Aku bangkit dari kursi, meninggalkan Ardi yang masih terpaku di tempatnya. Aku berjalan keluar dari restoran, meninggalkan aroma pasta dan kekacauan yang disebabkan oleh Perasa.
Beberapa hari kemudian, aku menerima pesan dari Ardi. Dia meminta maaf, mengatakan bahwa dia telah melakukan kesalahan besar. Dia telah membiarkan teknologi mengendalikan hidupnya, termasuk hatinya. Dia berjanji untuk tidak lagi bergantung pada Perasa dalam urusan cinta.
Aku ragu. Bisakah aku mempercayainya? Bisakah aku melupakan bahwa dia pernah merelakan cintaku dianalisis dan divonis oleh sebuah algoritma?
Aku memutuskan untuk bertemu dengannya. Kami bertemu di taman, tempat kami pertama kali saling mengenal. Kami duduk di bangku yang sama, di bawah pohon rindang yang sama. Ardi menatapku dengan mata penuh penyesalan.
“Aku bodoh,” katanya lirih. “Aku membiarkan ketakutanku akan kegagalan menguasai diriku. Aku pikir Perasa bisa membantu, tapi ternyata ia justru merusak segalanya.”
Aku menghela napas panjang. “Aku tidak tahu apakah aku bisa mempercayaimu lagi, Ardi. Tapi aku bersedia memberikanmu kesempatan kedua. Tapi ingat, kali ini tidak ada algoritma yang boleh ikut campur. Ini tentang kita, tentang hati kita, tentang pilihan kita.”
Ardi mengangguk, meraih tanganku, dan menggenggamnya erat. “Aku berjanji.
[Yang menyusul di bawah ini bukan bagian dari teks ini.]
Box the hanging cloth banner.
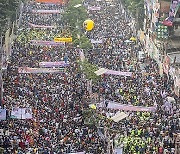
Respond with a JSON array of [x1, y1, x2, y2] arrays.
[[105, 70, 132, 76], [28, 23, 56, 28], [94, 68, 132, 76], [54, 37, 72, 43], [18, 67, 64, 74], [30, 40, 65, 46], [111, 112, 128, 122], [36, 0, 65, 4], [39, 61, 69, 67], [32, 10, 60, 14], [163, 0, 180, 26], [79, 50, 85, 62], [91, 39, 103, 44], [103, 101, 156, 112], [88, 6, 101, 11], [11, 108, 33, 119]]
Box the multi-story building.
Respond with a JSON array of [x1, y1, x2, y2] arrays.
[[143, 0, 180, 95]]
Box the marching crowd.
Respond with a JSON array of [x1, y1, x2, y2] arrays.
[[0, 0, 180, 154]]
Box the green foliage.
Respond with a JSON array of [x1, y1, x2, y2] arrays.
[[78, 60, 100, 83], [63, 0, 92, 49], [122, 0, 144, 29], [73, 35, 92, 49], [63, 0, 88, 31], [0, 0, 23, 33]]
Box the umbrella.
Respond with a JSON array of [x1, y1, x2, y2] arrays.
[[89, 104, 96, 110]]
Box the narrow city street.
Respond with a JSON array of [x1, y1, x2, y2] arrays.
[[0, 0, 180, 154]]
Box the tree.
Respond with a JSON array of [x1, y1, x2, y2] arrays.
[[63, 0, 92, 49], [0, 0, 21, 34], [122, 0, 144, 29], [78, 60, 100, 83], [63, 0, 88, 31]]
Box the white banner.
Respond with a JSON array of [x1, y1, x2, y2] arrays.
[[91, 39, 103, 44], [32, 10, 60, 14], [88, 6, 101, 11], [18, 67, 64, 74], [11, 108, 33, 119]]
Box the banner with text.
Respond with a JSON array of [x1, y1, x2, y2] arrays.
[[54, 37, 72, 43], [88, 6, 101, 11], [18, 67, 64, 74], [32, 10, 60, 14], [30, 40, 65, 46], [11, 108, 33, 119], [39, 61, 69, 67], [28, 23, 56, 28], [100, 100, 156, 112], [105, 70, 132, 76]]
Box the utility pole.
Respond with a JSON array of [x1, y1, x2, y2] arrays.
[[0, 35, 3, 107]]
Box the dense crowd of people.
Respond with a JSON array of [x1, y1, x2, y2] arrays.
[[0, 0, 179, 154]]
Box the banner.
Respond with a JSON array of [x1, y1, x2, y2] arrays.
[[163, 0, 180, 26], [30, 40, 65, 46], [111, 112, 128, 122], [91, 39, 103, 44], [54, 37, 72, 43], [105, 70, 132, 76], [163, 56, 170, 75], [68, 152, 85, 154], [102, 101, 156, 112], [79, 50, 85, 61], [28, 23, 56, 28], [11, 108, 33, 119], [11, 108, 22, 119], [114, 148, 123, 154], [32, 10, 60, 14], [0, 109, 6, 121], [39, 61, 69, 67], [88, 6, 101, 11], [18, 67, 64, 74]]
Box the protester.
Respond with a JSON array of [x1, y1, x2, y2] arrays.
[[0, 0, 179, 154]]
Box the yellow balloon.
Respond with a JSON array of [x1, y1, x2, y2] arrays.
[[83, 19, 94, 31]]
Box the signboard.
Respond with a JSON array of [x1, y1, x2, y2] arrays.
[[28, 23, 56, 28], [111, 112, 128, 122], [18, 67, 64, 74], [101, 101, 156, 112], [105, 70, 132, 76], [54, 37, 72, 43], [32, 10, 60, 14], [11, 108, 32, 119], [91, 39, 103, 44], [30, 40, 64, 46], [39, 61, 69, 67]]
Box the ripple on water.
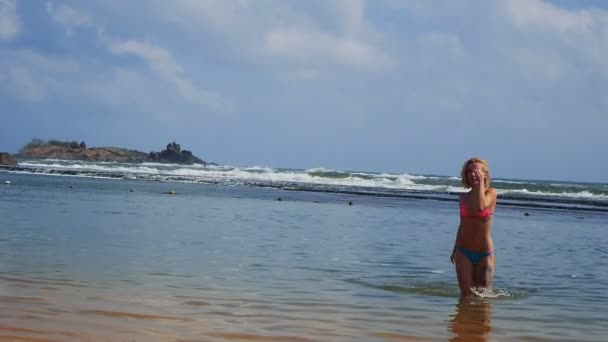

Aku akan belajar mencintai dengan hati, bukan dengan algoritma.”
Malam itu, aku menghabiskan waktu berjam-jam untuk menulis kode. Aku membuat sebuah program kecil, sederhana, yang hanya melakukan satu hal: menghapus semua data yang pernah dikumpulkan Ardi tentangku dari server NebulaTech. Aku ingin memulai dari awal, tanpa bayang-bayang Perasa yang menghantui.
Aku tahu, tidak ada jaminan bahwa kami akan berhasil. Tapi aku percaya, cinta sejati layak diperjuangkan. Dan terkadang, kita harus menghapus algoritma agar hati kita bisa berbicara dengan bebas.